The study adhered strictly to the ethical principles outlined in the World Medical Association's Declaration of Helsinki for studies involving human subjects. This ensured that the research was conducted with the highest ethical standards, protecting patient confidentiality and promoting informed consent while ensuring that patient welfare remained paramount throughout the study process. Institutional Review Board (IRB) approval was sought from the relevant committees at both the HTC and AFBMTC, ensuring ethical compliance.
To assess the clinical outcomes, patients’ bleeding events were categorized into major and minor types based on standardized definitions. Major bleeding events were defined as those involving significant clinical impact, including the following: intracranial, intraocular, or retroperitoneal bleeding, overt blood loss associated with a hemoglobin decrease greater than 3 g/dL, any hemoglobin decrease greater than 4 g/dL. There is a need for a transfusion of two units of blood products or more. In contrast, minor bleeding was defined as overt bleeding that did not meet the criteria for major bleeding, such as minor skin bleeds or mucosal bleeding that did not result in significant blood loss or require transfusion [ 7 ].

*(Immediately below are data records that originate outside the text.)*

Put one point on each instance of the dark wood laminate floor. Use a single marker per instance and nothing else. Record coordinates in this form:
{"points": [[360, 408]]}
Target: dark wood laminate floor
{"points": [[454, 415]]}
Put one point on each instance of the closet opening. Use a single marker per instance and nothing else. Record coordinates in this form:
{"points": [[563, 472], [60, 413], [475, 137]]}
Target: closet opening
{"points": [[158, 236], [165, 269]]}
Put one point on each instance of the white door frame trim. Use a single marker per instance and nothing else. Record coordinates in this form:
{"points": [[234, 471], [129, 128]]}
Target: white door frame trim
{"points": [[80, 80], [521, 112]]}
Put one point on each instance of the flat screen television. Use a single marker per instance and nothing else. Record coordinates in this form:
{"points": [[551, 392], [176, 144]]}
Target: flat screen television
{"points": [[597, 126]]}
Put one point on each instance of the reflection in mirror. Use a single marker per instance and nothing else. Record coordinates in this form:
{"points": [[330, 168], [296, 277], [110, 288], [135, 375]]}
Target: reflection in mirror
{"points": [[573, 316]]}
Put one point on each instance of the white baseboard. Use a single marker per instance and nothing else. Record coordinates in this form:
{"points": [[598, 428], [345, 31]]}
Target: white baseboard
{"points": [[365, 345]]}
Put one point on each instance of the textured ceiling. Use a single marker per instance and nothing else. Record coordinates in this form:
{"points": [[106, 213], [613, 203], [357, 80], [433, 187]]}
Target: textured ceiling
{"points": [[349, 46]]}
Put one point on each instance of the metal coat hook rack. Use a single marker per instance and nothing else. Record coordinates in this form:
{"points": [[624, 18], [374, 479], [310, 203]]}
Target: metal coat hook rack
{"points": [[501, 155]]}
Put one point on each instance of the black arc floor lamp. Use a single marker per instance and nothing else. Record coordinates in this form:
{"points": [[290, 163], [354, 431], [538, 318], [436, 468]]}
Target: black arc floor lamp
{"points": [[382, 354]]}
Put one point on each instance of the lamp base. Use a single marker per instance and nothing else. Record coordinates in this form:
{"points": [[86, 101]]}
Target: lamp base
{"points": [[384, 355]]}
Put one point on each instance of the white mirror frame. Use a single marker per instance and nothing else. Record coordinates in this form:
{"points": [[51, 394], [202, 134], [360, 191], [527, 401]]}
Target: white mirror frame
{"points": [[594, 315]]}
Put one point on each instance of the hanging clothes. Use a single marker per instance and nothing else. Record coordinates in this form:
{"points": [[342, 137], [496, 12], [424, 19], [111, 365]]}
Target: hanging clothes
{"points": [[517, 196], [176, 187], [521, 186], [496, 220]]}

Inclusion and exclusion criteria
This study recruited participants with congenital coagulation factor deficiencies based on well-defined criteria. Eligibility was determined by coagulation factor activity levels below the normal range, with diagnoses supported by indicators such as documented bleeding tendencies, family history evaluations, or abnormal laboratory findings during routine screening. To maintain the study's focus on congenital deficiencies, exclusion criteria were rigorously applied, excluding individuals with platelet function disorders or acquired coagulation abnormalities.
Statistical analysis
In the descriptive analysis, percentage and frequency were calculated for qualitative variables and median and interquartile range (IQR) for all the quantitative variables. Correlation analysis was done to correlate the factors deficiency with the International Society on Thrombosis and Haemostasis Bleeding Assessment Tool (ISTH-BA) scores. The strength of the correlations was described by using the following classification: no correlation (0-0.29), weak correlation (0.30-0.59), moderate correlation (0.50-0.69), strong correlation (0.70-0.89), and very strong correlation (0.90-1.0). p < 0.05 was considered statistically significant.